The Bear That Wasn't Author:Frank Tashlin Here is a book that we simply cannot classify. It is not wholly an adult book, not is it wholly a juvenile. It is delightfully humorous, yet it has as many serious implications as the reader sees in it. It just doesn't fall into categories. If we were forced to classify it, we would probably call it a fable, since it deals with an animal, a bear... more » who awakens to find himself in the midst of civilization.

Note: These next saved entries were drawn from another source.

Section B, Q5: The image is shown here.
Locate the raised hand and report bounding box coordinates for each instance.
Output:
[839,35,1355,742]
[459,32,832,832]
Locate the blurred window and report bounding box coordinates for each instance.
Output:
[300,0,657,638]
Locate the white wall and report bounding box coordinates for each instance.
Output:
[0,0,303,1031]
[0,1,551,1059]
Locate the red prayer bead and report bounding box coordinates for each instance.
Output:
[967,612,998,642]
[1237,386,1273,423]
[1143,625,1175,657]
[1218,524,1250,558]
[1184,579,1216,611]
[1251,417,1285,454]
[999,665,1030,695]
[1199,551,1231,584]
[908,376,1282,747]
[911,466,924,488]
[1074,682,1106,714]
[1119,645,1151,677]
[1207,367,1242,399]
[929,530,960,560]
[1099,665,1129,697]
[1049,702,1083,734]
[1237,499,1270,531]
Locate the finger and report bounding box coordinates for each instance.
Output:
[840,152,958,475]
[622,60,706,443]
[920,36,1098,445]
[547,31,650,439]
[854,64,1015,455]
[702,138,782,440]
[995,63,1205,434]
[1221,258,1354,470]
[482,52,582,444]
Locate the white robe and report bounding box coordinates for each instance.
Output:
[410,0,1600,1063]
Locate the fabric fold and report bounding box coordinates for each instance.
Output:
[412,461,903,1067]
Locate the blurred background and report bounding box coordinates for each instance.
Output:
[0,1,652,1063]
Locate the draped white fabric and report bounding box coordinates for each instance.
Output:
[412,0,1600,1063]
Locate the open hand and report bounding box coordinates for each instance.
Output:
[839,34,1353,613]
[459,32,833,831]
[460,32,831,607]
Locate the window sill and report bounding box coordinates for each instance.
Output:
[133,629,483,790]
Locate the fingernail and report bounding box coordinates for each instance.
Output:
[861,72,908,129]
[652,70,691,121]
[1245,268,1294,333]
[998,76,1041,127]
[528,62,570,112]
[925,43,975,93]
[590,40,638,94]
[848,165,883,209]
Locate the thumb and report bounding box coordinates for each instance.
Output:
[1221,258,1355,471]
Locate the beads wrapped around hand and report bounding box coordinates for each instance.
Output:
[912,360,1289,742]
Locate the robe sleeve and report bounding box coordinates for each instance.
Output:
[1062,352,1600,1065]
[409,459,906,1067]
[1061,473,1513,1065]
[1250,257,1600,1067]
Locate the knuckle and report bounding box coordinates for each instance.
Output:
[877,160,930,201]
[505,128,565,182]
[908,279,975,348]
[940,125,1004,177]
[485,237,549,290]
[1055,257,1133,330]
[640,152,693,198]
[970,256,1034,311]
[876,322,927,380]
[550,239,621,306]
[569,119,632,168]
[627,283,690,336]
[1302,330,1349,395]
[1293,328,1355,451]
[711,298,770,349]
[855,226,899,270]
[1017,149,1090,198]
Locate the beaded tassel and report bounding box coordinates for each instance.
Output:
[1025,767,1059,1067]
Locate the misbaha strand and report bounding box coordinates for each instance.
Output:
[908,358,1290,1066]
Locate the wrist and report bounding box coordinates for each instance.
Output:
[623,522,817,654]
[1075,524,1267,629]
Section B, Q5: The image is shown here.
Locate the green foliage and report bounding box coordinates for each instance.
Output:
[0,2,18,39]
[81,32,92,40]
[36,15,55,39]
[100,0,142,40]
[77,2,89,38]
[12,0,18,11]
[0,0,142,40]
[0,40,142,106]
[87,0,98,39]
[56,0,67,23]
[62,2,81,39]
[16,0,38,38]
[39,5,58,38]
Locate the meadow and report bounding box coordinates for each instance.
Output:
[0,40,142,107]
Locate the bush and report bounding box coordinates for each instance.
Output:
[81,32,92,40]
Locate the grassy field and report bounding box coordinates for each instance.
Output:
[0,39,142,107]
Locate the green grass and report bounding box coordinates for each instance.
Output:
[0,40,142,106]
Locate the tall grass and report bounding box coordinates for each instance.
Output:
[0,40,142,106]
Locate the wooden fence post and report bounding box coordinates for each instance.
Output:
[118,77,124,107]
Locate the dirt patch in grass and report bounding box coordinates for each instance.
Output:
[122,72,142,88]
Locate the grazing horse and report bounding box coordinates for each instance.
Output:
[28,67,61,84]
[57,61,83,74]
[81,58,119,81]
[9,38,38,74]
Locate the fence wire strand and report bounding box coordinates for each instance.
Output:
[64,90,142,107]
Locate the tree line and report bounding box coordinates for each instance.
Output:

What does it mean? Some readers have found it simply delightful wry humor. Others see it as a satire upon business. Still others think it is an existential cartoon-story upon the human situation. And still others think it is a symbolization of the struggle between conformity and the individual, between the essential biological self and the new demands of a complex society-- between Thoreauian simplicity and bureaucratic complexity. We ourselves hesitate to analyze it or explain it for fear of destroying its charm and irrepressible vitality. Let us simply say that despite all differences of classification and interpretation, it has long been an underground favorite with readers of all ages and opinions.
Here is what reviewers had to say of the first edition. "Go ahead and enjoy the book, which is thoroughly funny throughout... Mr. Tashlin's bear is very ingratiating and provides a good deal of fun for all members of the family," Springfield Republican. "It is fable for grownups that will be fun for children. Sit down with the book and get your own bearings," New York Herald Tribune.